Texte de Sylvaine Romanaz

Cette nuit-là, dans la vallée du Brevon, un craquement se fait entendre au loin. Sous la pointe de la Gay, côté sud-ouest, à près de 1800m d’altitude, le sol se fissure … Une montagne qui bouge au printemps, cela arrive : il pleut, la neige fond, rituel chaque année. Mais bientôt les fissures deviennent crevasses et les pentes se mettent à glisser lentement …

Bien sûr au fond, la nouvelle n’a rien de réjouissante. Mais en ce début d’avril 1943 c’est l’une des rares à la Une des journaux qui ne parle ni de morts sur le front, ni de prisonniers, ni de bombardements.

En Haute-Savoie, à Bellevaux, un lac est encore monté de trois mètres. Voilà ce qui est écrit en ce 6 avril 1943 et qui change un peu les idées des lecteurs. Une « nappe impressionnante sur plus d’un kilomètre, à 30m au-dessus du niveau du Brevon » note entre autres "Le Journal des débats politiques et littéraires" : cela fait un joli lac !
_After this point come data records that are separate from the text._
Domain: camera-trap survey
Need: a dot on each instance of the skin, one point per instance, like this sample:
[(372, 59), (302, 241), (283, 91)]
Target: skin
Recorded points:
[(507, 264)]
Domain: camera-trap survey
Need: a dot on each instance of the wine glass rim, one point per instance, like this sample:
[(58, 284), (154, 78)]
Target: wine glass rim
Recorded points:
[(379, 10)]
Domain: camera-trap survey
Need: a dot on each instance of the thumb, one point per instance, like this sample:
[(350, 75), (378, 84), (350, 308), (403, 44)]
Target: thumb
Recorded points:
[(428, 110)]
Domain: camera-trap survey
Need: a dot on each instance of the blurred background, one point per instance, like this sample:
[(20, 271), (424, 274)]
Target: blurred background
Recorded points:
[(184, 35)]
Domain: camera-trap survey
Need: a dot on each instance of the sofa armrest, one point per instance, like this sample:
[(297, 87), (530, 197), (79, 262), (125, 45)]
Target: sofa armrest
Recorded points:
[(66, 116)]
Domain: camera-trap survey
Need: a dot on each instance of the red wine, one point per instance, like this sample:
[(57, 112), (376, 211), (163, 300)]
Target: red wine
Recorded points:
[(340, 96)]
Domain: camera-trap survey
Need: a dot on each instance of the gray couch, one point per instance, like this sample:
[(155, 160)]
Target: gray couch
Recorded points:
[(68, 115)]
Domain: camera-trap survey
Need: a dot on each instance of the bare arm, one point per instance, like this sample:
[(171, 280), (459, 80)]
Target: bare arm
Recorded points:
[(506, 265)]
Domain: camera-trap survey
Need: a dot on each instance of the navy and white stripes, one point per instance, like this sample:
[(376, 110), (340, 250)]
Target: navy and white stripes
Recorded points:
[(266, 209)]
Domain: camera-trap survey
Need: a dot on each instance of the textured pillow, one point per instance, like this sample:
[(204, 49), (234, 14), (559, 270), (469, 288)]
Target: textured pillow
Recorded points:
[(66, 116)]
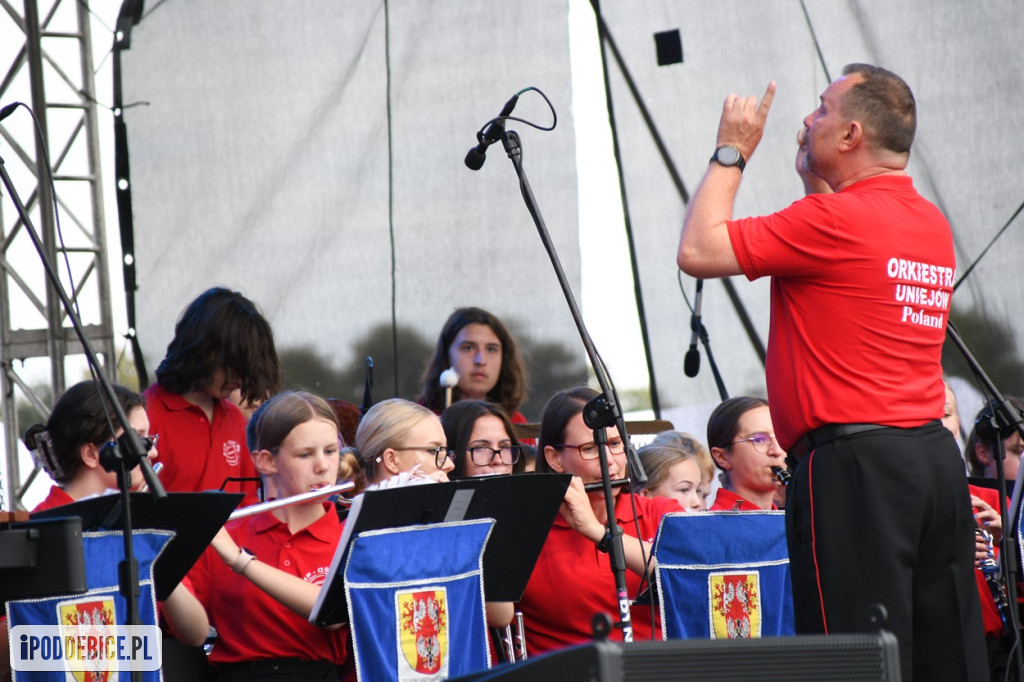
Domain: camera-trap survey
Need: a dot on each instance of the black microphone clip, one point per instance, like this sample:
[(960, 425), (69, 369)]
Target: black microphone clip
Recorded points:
[(691, 363), (491, 134), (8, 110)]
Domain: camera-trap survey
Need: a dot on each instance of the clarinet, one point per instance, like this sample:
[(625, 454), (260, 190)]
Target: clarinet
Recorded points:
[(990, 569)]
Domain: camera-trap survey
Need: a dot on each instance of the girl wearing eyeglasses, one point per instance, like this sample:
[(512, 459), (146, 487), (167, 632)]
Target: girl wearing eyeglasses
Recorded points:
[(262, 577), (481, 439), (743, 445), (398, 438), (572, 578), (76, 431), (68, 449)]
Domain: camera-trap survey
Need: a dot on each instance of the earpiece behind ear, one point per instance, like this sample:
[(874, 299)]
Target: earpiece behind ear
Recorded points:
[(44, 457)]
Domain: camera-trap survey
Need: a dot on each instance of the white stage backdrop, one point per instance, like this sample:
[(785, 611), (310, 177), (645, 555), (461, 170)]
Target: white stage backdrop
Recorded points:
[(962, 61), (276, 147)]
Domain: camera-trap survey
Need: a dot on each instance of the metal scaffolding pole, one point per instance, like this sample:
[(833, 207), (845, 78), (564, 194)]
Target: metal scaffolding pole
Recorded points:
[(54, 72)]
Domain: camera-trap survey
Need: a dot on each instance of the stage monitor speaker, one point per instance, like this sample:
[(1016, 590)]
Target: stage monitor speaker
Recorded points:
[(807, 657)]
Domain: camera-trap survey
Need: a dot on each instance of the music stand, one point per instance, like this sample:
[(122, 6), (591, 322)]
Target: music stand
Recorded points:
[(519, 534), (61, 570), (195, 518)]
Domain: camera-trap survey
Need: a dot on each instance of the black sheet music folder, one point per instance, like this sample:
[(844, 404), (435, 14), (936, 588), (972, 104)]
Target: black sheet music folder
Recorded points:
[(523, 507), (195, 518)]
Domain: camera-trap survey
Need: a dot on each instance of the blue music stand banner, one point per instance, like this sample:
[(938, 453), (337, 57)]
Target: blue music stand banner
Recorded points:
[(723, 576), (416, 601), (101, 605)]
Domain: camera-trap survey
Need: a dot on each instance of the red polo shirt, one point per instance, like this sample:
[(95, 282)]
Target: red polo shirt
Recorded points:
[(729, 501), (56, 498), (200, 454)]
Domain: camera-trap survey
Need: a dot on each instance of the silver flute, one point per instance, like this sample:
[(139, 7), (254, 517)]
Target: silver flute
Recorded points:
[(252, 510)]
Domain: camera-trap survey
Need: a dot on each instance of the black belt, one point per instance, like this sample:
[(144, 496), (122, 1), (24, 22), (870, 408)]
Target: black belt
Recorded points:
[(819, 436), (284, 668)]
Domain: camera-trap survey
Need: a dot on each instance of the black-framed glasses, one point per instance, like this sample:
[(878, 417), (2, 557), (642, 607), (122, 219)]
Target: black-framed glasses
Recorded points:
[(440, 454), (589, 451), (761, 440), (484, 455)]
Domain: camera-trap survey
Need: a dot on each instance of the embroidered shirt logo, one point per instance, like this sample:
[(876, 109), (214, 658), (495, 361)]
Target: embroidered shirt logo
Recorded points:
[(91, 616), (423, 634), (735, 605), (232, 453)]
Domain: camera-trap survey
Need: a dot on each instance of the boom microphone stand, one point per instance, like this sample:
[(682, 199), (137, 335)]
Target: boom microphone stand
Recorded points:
[(1005, 420), (602, 412), (130, 450)]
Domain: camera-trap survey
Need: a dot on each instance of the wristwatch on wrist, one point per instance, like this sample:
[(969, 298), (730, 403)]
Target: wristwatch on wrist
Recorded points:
[(729, 156), (245, 556)]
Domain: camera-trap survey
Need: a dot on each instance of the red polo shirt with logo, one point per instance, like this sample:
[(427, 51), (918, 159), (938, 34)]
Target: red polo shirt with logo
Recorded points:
[(251, 625), (200, 454)]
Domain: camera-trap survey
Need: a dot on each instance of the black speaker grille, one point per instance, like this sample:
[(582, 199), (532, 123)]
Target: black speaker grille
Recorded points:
[(839, 657)]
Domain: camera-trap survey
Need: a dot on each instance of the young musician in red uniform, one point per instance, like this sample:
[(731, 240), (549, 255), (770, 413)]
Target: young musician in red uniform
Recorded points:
[(572, 580), (481, 439), (678, 466), (73, 436), (742, 442), (478, 346), (878, 510), (221, 343), (261, 577)]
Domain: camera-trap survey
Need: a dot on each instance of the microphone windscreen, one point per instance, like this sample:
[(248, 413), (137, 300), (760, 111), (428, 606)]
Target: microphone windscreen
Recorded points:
[(691, 364)]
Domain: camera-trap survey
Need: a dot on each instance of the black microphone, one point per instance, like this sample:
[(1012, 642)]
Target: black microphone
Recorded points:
[(8, 110), (368, 387), (491, 134), (691, 364)]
Quoique, joli, n’est pas le premier mot qui vient à l’esprit des habitants du coin. Car ce lac, jusque-là … n’existait pas. C’est un glissement de terrain qui vient de le créer de toute pièce. Un glissement de terrain qui n’en finit pas …

Dans ce coin du Chablais, tout a commencé entre le 11 et le 12 mars. Cette nuit-là, dans la vallée du Brevon, un craquement se fait entendre au loin. Sous la pointe de la Gay, côté sud-ouest, à près de 1800m d’altitude, le sol se fissure …
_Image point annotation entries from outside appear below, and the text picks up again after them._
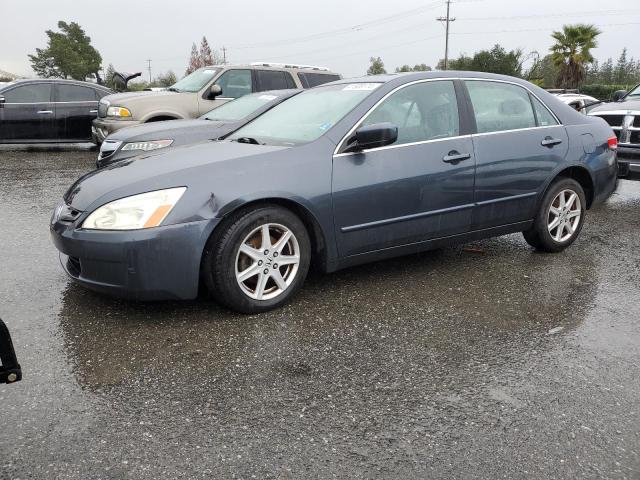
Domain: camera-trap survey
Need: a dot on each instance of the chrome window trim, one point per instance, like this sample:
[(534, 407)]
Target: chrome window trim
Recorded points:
[(497, 132), (391, 147), (615, 112), (364, 117)]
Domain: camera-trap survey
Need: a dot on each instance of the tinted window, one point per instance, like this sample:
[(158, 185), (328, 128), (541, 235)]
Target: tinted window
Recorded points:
[(75, 93), (306, 116), (424, 111), (542, 114), (240, 108), (500, 106), (196, 80), (35, 93), (272, 80), (235, 83), (309, 80)]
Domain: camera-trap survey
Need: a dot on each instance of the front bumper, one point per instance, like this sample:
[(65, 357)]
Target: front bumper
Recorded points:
[(103, 127), (629, 163), (159, 263)]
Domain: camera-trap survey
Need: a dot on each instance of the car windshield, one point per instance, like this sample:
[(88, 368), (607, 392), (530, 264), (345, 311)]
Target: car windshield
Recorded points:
[(306, 116), (240, 108), (195, 81), (635, 92)]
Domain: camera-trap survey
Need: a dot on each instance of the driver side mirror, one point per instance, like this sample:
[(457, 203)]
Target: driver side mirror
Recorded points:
[(373, 136), (214, 91), (619, 95)]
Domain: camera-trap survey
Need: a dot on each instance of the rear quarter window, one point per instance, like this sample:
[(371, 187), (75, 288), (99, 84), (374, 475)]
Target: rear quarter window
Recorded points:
[(310, 80)]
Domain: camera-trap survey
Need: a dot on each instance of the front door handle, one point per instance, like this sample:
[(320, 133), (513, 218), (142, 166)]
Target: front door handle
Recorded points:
[(454, 157), (550, 142)]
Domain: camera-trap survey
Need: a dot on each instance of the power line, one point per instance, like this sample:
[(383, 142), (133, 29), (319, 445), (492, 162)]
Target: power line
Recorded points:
[(447, 21), (551, 15), (341, 31)]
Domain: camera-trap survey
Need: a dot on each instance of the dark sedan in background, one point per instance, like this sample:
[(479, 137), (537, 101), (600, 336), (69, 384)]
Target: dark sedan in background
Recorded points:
[(48, 111), (341, 174), (623, 114), (220, 121)]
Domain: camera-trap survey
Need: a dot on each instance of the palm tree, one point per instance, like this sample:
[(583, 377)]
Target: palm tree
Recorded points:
[(571, 52)]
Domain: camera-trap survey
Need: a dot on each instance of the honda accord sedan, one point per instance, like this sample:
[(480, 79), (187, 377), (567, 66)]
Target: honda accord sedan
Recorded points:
[(341, 174), (220, 121)]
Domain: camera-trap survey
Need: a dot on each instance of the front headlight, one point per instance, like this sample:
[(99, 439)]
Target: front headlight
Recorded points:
[(145, 210), (119, 112), (147, 146)]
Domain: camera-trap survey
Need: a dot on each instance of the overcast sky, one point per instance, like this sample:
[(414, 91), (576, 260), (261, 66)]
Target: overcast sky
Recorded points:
[(338, 34)]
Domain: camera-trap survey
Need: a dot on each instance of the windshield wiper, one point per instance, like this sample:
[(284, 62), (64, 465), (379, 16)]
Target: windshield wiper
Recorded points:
[(250, 140)]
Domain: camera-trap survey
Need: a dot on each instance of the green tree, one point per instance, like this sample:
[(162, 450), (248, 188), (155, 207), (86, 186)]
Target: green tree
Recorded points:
[(496, 60), (572, 51), (544, 72), (376, 67), (69, 54), (423, 67), (164, 80)]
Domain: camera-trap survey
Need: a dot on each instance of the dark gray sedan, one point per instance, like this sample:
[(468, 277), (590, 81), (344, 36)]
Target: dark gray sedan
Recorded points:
[(132, 141), (345, 173)]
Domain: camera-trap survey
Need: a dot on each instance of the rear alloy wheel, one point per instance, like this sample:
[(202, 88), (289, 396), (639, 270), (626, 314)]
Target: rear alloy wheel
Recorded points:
[(560, 217), (258, 261)]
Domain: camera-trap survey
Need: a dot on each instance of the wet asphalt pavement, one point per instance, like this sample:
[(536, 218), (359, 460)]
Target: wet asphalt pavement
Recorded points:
[(490, 362)]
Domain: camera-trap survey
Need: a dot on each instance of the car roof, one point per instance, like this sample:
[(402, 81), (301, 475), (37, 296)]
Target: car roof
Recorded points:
[(279, 93), (276, 66), (410, 76), (23, 81)]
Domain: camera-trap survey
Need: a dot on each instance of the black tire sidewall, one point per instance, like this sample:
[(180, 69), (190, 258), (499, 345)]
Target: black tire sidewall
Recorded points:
[(220, 262), (541, 222)]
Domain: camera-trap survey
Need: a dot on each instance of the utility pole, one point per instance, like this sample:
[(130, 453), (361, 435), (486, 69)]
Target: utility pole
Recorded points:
[(447, 21)]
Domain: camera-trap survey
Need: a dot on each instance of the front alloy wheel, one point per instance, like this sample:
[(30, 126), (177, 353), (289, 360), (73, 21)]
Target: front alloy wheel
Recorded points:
[(257, 259), (267, 261)]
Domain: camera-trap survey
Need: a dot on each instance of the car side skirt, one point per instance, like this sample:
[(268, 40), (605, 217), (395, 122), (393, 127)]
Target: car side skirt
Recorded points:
[(417, 247)]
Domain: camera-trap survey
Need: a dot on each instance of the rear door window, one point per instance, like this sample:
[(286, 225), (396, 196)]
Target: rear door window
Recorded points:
[(235, 83), (75, 93), (273, 80), (543, 115), (500, 106), (34, 93)]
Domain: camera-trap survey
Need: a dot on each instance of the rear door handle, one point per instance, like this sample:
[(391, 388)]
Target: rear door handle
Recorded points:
[(454, 157), (550, 142)]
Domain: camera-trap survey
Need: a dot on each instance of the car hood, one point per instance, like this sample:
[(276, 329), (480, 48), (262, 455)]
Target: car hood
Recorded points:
[(182, 166), (633, 105), (170, 129), (119, 98)]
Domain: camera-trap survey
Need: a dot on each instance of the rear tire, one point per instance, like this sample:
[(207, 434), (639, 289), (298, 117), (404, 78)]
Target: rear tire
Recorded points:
[(560, 217), (258, 261)]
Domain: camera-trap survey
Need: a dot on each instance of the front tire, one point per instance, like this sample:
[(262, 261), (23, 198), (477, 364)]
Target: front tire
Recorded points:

Une montagne qui bouge au printemps, cela arrive : il pleut, la neige fond, rituel chaque année. Mais bientôt les fissures deviennent crevasses. Et les pentes se mettent à glisser lentement … Personne à cet endroit-là, rien de grave ? Sauf que le phénomène ne s’arrête pas.

Alors ce sol qui bouge, ce sont d’abord des éboulements et des arbres qui chutent. Puis des pâturages grignotés. Et enfin un torrent qui, envahi par la terre, voit ses eaux se transformer en boue. Car, particularité de ce côté de la pointe de la Gay, ces pentes alimentent en grande partie le torrent du Brevon.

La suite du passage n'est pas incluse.